LIPUTAN15.COM– PT PLN (Persero) tekankan peran krusial sumber daya manusia dalam ubah wajah energi kawasan Asia Tenggara. Di acara The 13th HAPUA Working Group 5 bertema “Human Capital Mindshift: Aligned People, Strategy, and Growth” pada Senin (3/11), PLN soroti bagaimana perubahan pola pikir SDM jadi pondasi utama capai energi bersih dan tangguh.
HAPUA, jaringan kolaborasi utilitas listrik ASEAN, gelar pertemuan ini sebagai lanjutan rangkaian acara di Labuan Bajo (29 September–3 Oktober 2025), fokus kuatkan ketahanan energi regional. Co-Chairman WG 5, Hjh Izwaliani Hj Zulkarnain, buka diskusi.
“Tahun lalu di Kamboja, kita bahas AI buat kembangkan SDM. Sekarang, geser ke mindshift manusia – transformasi asli mulai dari cara berpikir beda, bukan cuma gadget canggih,” ujarnya.
Ia ingatkan, meski AI dan digitalisasi gaspol di sektor energi, manusia tetap ratunya.
“Tech bantu adaptasi, tapi people experience yang bikin karyawan merasa dihargai dan punya visi – itulah pendorong utama maju bareng,” tambahnya.
Pengembangan SDM kini lebih luas: Bukan pelatihan doang, tapi ciptakan budaya kerja yang nyambung emosional dan beri tujuan jelas.
Direktur Legal dan Manajemen Human Capital PLN, Yusuf Didi Setiarto, sampaikan komitmen serupa.
“Dinamika energi global butuh talenta tangguh dan inovatif. PLN jadikan transformasi SDM inti strategi bisnis, biar setiap orang kontribusi maksimal ke inovasi dan keberlanjutan,” ujarnya.

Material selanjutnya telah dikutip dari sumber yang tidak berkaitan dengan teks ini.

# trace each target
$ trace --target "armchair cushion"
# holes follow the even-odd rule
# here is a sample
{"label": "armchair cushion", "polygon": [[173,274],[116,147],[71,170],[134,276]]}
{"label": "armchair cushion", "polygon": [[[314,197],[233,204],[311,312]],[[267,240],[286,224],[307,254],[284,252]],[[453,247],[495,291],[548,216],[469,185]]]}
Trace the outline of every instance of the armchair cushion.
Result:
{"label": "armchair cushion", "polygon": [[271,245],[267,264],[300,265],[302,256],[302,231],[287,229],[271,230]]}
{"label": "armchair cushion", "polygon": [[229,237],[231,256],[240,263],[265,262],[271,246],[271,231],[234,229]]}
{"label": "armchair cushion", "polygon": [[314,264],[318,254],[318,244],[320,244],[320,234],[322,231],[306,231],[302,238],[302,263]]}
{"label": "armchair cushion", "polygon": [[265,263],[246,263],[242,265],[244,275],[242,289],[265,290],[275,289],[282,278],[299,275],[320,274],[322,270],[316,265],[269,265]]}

PLN siapkan blueprint SDM selaras bisnis, dengan tiga fokus: Standar global manajemen SDM, program progresif, plus harmoni relasi kerja.
Forum ini jadi ajang bagi-bagi ilmu antar-utilitas ASEAN, bantu bangun SDM adaptif lawan tantangan masa depan. “Kolaborasi HAPUA ini, kita ciptakan tenaga kerja inspiratif yang pimpin transisi energi hijau kawasan,” tutup Yusuf.
Dengan langkah ini, ASEAN siap hadapi era energi baru – PLN tunjukkan, manusia yang ubah segalanya.